Richard knew how to generate conversation and debate, and did so fearlessly. His hilarious 2006 Canadian Art Magazine pan of the exhibition, Intertidal: Vancouver Art & Artists, at MuHKA Museum for Contemporary Art Antwerp used descriptives like “garbage” and “ugly” to rightly mock Vancouver photo-based art as some sort of vaunted cultural export. Canadian arts media, which thirsts for global recognition, perceived the review as sacrilegious in its dismissal as did many professionals. The diaries prompted an outraged letter from superstar photographer Jeff Wall, and so upset the art scene that one reader went so far as to compare him to Hitler. (Richard appropriately parlayed the response into a book deal of collected essays entitled Compared to Hitler.)
Richard’s craftiness helped him survive through leaner years. As I watch freelance writers on Twitter list out what they got paid for assignments this year, I think back to our industry conversations. Sure, we lamented the dwindling freelancer rates, but more often, we bemoaned the organizations who still owed us money. Like everyone who does this kind of work, he often had to wait six months or more before getting paid some meager amount. No one takes into account the amount of time a freelancer has to spend hounding people just to get paid.
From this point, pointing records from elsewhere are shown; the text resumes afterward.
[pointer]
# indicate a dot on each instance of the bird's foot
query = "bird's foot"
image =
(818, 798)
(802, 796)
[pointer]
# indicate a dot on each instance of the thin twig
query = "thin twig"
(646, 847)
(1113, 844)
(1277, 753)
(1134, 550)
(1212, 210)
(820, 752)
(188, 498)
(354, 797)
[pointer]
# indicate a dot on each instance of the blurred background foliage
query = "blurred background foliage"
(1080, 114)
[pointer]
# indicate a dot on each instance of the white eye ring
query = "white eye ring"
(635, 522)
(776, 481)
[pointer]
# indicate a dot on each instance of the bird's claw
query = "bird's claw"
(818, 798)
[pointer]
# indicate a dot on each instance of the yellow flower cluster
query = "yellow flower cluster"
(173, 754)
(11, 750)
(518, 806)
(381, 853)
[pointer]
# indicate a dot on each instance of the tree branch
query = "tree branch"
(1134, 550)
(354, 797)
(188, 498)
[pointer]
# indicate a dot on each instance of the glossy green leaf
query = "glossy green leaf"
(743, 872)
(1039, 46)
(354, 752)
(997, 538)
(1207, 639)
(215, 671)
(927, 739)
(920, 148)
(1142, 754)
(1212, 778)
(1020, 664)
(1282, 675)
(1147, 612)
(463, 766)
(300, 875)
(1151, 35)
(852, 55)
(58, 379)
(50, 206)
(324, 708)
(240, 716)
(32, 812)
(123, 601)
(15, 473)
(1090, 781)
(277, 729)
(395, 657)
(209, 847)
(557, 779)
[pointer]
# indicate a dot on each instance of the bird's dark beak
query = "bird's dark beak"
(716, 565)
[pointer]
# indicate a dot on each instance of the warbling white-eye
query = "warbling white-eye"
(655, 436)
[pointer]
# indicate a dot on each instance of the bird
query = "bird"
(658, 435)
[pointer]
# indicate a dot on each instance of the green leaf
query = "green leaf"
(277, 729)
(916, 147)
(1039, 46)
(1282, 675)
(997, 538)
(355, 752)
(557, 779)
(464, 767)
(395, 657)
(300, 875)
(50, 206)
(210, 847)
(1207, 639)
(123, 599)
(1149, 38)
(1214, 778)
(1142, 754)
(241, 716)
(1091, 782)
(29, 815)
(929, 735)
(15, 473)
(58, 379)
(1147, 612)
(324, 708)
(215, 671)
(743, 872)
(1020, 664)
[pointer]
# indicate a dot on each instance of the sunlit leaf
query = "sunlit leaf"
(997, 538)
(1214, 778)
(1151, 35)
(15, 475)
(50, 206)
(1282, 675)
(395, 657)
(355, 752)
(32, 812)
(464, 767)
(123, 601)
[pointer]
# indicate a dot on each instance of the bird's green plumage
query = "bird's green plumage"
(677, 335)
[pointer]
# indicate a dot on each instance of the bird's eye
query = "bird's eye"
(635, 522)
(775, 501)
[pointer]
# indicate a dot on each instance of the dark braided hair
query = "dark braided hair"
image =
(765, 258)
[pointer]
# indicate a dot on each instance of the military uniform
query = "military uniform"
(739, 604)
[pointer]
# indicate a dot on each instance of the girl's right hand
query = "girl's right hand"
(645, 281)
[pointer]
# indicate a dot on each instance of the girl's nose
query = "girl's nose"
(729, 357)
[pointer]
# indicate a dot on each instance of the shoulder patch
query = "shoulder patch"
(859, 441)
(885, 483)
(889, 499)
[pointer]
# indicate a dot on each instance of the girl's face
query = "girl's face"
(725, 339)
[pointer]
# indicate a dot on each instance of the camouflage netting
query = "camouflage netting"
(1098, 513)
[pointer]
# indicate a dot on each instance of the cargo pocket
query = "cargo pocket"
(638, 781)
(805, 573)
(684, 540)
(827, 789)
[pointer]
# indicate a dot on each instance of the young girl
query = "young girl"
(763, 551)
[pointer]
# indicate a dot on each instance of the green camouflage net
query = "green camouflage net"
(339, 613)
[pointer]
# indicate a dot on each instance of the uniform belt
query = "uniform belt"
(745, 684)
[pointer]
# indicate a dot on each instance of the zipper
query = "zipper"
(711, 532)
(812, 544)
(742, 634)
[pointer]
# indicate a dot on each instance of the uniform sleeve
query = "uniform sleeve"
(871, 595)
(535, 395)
I watched the resentment accumulate and weigh on Richard over the years, and when he disappeared, I learned his moods worsened during the COVID-10 lockdown. He needed more access to support than he received. As a culture that still debates the value of universal healthcare and basic income, we don’t doll out help in equal measure. We talk about those suffering from the virus, yet neglect the mental health issues arising from the lockdown. (In the U.S., morality has sunk to debating who should be willing to die. Illnesses like depression or post-traumatic stress disorder barely register.)
Richard tried to put a good face on this. In June, he wrote a humor piece for The Globe and Mail about the humbling experience of moving in with a friend during lockdown and helping to manage the COVID anxiety of their 12 year old daughter. Not two sentences in, he told readers he considered himself “one of the lucky ones.” In the context of his mentorship, the sentiment made his death seem all the more cruel.
“Childhood anxiety is anxiety on amphetamines.” he wrote in his Globe piece. “Yesterday, I talked the kid down from a psychological ledge by explaining how it would be against the laws of physics for the COVID-19 virus to spread through electrical outlets. I know nothing about physics. Which brings us to my second tip. Just lie.”
It’s a funny line, but in retrospect I began to wonder if “lucky” was his lie. Then again, maybe we need to tell ourselves happier narratives, especially when we’re feeling down about ourselves or the world. At the very least, we start taking seriously the sometimes all-too-easily dismissed experiences of our children.
I can only speculate on what Richard felt, but I know for certain that death didn’t scare him. “I grew up in Atlantic Canada,” he told me in a 2018 piece I wrote for Garage about artists’ paranormal faith. “All the conversations I heard from adults included ghosts at some point. People talked about them in a very natural way—the way you might talk about the weather.”
I don’t believe ghosts spend their time in metropolises like Berlin or Toronto—giant cities exude too much energy for an afterlife to survive—so I’m glad he died in Fredericton, just over an hour from his birthplace, St John. The smaller Maritime center seems more friendly to spirits. Wherever he is now, I’m sure he’s found family and friends, along with the solace he couldn’t get here.